Cette ambition mérite un pilotage assumé, où chacun soit autour de la table. Une version rénovée du Projet Éducatif de Territoire (PEDT) doit pouvoir offrir une meilleure cohérence éducative entre les tous les temps scolaires, périscolaires et extrascolaires. Les Maires sont les chefs d’orchestre naturels de cette nécessaire complémentarité et continuité éducative. Par des PEDT 2.0 ils doivent être en capacité de mobiliser tous les acteurs et redonner aux associations d’éducation populaire la place qu’elles n’auraient jamais dû perdre, au cœur du projet éducatif. Elles ne sont surtout pas de simples prestataires, elles sont de véritables partenaires. Ce projet doit également renforcer l’éducation artistique et culturelle dans tous les parcours éducatifs, en mobilisant les acteurs culturels locaux. Loin d’être une addition périphérique aux apprentissages académiques, ces pratiques artistiques et culturelles, favorisent l’ouverture, la curiosité et la capacité à vivre ensemble. Dans cette perspective, les pédagogies coopératives et actives doivent être encouragées afin de placer les enfants au centre de leurs apprentissages, en leur permettant de développer des compétences de coopération et de solidarité.

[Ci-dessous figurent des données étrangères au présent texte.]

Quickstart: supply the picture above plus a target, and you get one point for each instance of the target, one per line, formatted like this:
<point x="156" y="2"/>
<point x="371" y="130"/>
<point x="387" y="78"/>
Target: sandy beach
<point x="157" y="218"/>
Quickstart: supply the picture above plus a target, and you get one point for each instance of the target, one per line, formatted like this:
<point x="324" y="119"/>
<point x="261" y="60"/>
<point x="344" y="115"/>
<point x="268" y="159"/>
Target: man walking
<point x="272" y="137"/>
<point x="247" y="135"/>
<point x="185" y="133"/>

Démultiplier des lieux fraternels : recréer des espaces de socialisation, de rencontre, de faire-ensemble !
L’éducation populaire a toujours eu pour vertu de créer du lien social. Cependant, les associations manquent parfois de locaux, souvent de moyens pérennes pour mener à bien leurs missions, et se retrouvent assignés à mettre en œuvre des dispositifs pré établis et descendants. Dans ce secteur comme dans d’autres, retrouvons la confiance réciproque et favorisons l’émergence de projets citoyens. Un moyen pour redonner à chacun son pouvoir d’agir, et non seulement d’être usager d’un service.
Maisons pour toutes et tous, MJC, centres sociaux, culturels ou encore Tiers-Lieux, nous avons besoin d’espaces ouverts et accessibles pour fabriquer du commun. Ces lieux doivent mêler plusieurs fonctions pour répondre aux besoins de la population et s’assurer que chacun puisse véritablement venir, participer. La question de la garde d’enfants est essentielle, car elle conditionne la possibilité d’un engagement des parents dans la vie associative et citoyenne, parents dont une part croissante assume aujourd’hui seul.e la charge des enfants.

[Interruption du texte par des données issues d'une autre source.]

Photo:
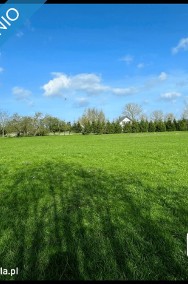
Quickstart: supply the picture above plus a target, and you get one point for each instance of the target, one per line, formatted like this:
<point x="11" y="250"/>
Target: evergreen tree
<point x="170" y="125"/>
<point x="143" y="126"/>
<point x="135" y="127"/>
<point x="127" y="128"/>
<point x="160" y="126"/>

En redonnant corps et en renforçant ces “Maisons de la fraternité et de l’éducation populaire” qui sont encore nombreuses dans nos villes et nos villages, il est possible de recréer des espaces de sociabilité qui favorisent le “faire ensemble pour vivre-ensemble”.
Donner les moyens aux associations et aux bénévoles pour faire vivre la fraternité au coin de la rue
Avec la création du SNU, l’éducation populaire a été marginalisée et transformée en simple prestataire de services dans une logique de mise en concurrence en particulier pour mettre sur pied une vision militariste de la jeunesse. Ce dispositif a depuis 2019 fait la preuve de son échec. Qu’il s’agisse des conditions d’accueil des mineurs, du recrutement des encadrants, ou encore de l’identification des missions d’intérêt général qui ont un caractère obligatoire pour les jeunes ayant suivi le séjour de cohésion, le SNU est très loin de remplir ses objectifs. Le volontariat n’a pas convoqué la mixité sociale et l’engagement obligatoire s’est invité, à rebours de ce qui constitue le sel et le sens de l’engagement, dans sa dimension active au service de la société.

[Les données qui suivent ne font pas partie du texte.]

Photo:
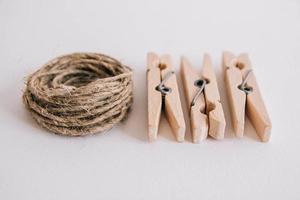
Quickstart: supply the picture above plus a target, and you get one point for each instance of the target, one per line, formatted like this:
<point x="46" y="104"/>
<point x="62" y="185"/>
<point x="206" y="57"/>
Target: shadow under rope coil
<point x="79" y="94"/>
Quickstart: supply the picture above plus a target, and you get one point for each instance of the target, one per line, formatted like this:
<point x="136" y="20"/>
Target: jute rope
<point x="79" y="94"/>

Il est urgent de faciliter l’engagement bénévole en soutenant les structures qui organisent et accompagnent cet engagement. Reconnaître et valoriser les métiers de l’animation, qui sont de véritables ingénieurs du lien social, est une étape incontournable. Aujourd'hui, trop d'associations peinent à mobiliser salariés et bénévoles faute de reconnaissance institutionnelle et de moyens financiers. La valorisation de l’engagement doit passer par une meilleure reconnaissance des compétences acquises dans le cadre associatif. Offrir des crédits de formation aux bénévoles permettrait de rendre leur engagement socialement et professionnellement utile, en leur garantissant un retour en termes d’apprentissage et de qualification. C’est toute la relation des pouvoirs publics aux associations qui est à repenser, pour retrouver la confiance partagée et tracer des chemins émancipateurs. Cela impose de renouer avec des conventions pluriannuelles, assises sur un diagnostic co élaboré (issus des PEDT), et des objectifs partagés. Redonner du sens et du souffle aux missions des salariés et des bénévoles, par un temps plus fécond auprès des publics, aujourd’hui altéré par la lourdeur des multiples appels à projets à chercher, lire, traiter. Pour recréer cette dynamique du bénévolat, le Service Civique constitue un levier majeur, mais qui reste encore perfectible, notamment pour éviter qu’il ne déguise des emplois. Il a démontré son efficacité comme dispositif d’engagement et d’émancipation, mais il doit désormais être rendu véritablement accessible aux jeunes les plus éloignés et les plus en difficulté. Une politique volontariste de démocratisation de l’accès au Service Civique s’impose, en levant les freins sociaux, financiers et territoriaux qui limitent encore l’égalité d’accès au dispositif.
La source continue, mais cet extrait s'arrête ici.